Over at The Vulture, Adam Sternbergh asks why utopian novels aren't a thing anymore. He provides some historical context:
In college, as part of a history class, I read Edward Bellamy’s Looking Backwards, a Utopian science-fiction novel published in 1888. The book — an enormous success in its time, nearly as big as Uncle Tom’s Cabin — is interesting now less as literature than as a historical document, and it’s certainly telling that, in the midst of the industrial revolution, a novel promising a future socialist landscape of increased equality and reduced labor so gripped the popular imagination. We might compare Bellamy’s book to current visions of Utopia if I could recall even a single Utopian novel or film from the past five years. Or ten years. Or 20. Wikipedia lists dozens of contemporary dystopian films and novels, yet the most recent entry in its rather sparse “List of Utopian Novels” is Island by Aldous Huxley, published in 1962. The closest thing to a recent Utopian film I can think of is Spike Jonze’s Her, though that vision of the future — one in which human attachment to sentient computers might become something close to meaningful — hardly seems like a fate we should collectively strive for, but rather one we might all be resigned to placidly accept.

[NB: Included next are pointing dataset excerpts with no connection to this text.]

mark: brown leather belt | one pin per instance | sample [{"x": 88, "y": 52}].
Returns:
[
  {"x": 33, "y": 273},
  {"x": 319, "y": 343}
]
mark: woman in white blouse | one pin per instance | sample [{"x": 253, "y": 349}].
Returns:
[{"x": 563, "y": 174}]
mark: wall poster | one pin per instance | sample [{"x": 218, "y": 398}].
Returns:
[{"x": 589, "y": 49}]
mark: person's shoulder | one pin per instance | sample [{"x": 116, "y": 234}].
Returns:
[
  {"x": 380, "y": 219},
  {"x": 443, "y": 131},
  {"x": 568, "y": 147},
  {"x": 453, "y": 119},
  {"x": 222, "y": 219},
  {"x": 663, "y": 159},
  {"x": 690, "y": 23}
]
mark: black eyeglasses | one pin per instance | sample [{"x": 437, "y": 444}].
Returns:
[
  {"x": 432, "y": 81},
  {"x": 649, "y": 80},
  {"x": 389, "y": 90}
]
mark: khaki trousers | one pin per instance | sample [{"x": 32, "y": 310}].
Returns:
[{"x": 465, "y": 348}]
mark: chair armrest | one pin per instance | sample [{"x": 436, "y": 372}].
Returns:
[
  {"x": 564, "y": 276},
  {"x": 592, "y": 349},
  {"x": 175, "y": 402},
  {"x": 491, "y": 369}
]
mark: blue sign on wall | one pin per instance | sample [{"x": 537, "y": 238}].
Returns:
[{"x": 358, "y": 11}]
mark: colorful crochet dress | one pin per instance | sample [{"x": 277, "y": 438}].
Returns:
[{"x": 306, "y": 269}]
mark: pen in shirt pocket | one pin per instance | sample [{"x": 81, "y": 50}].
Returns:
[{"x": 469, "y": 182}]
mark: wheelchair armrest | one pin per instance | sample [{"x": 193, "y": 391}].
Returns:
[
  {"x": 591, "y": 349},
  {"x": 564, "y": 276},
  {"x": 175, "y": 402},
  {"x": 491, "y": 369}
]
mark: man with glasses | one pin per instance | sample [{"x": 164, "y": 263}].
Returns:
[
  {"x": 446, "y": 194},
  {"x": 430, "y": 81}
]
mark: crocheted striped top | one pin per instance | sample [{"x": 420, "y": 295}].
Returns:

Local author Neal Stephenson thinks that this dystopian obsession is actively hurting the world. He says optimistic science fiction provided a lot of the inspiration for the scientific marvels of the mid-20th century, and that science doesn't have anything to aspire to, now that authors are almost exclusively writing about doom and gloom. Stephenson actually has done something about it: He's inspired an upcoming sci-fi anthology of utopian and optimistic science fiction titled Hieroglyph: Stories and Visions for a Better Future. Stephenson will be appearing with Cory Doctorow at Town Hall on October 26th to talk about Hieroglyph. I know I'll be there for that reading; I strongly believe that fiction is where reality test-drives tomorrow, and it seems as though many authors have abdicated themselves of their responsibility to the future. Maybe it's time to imagine something better.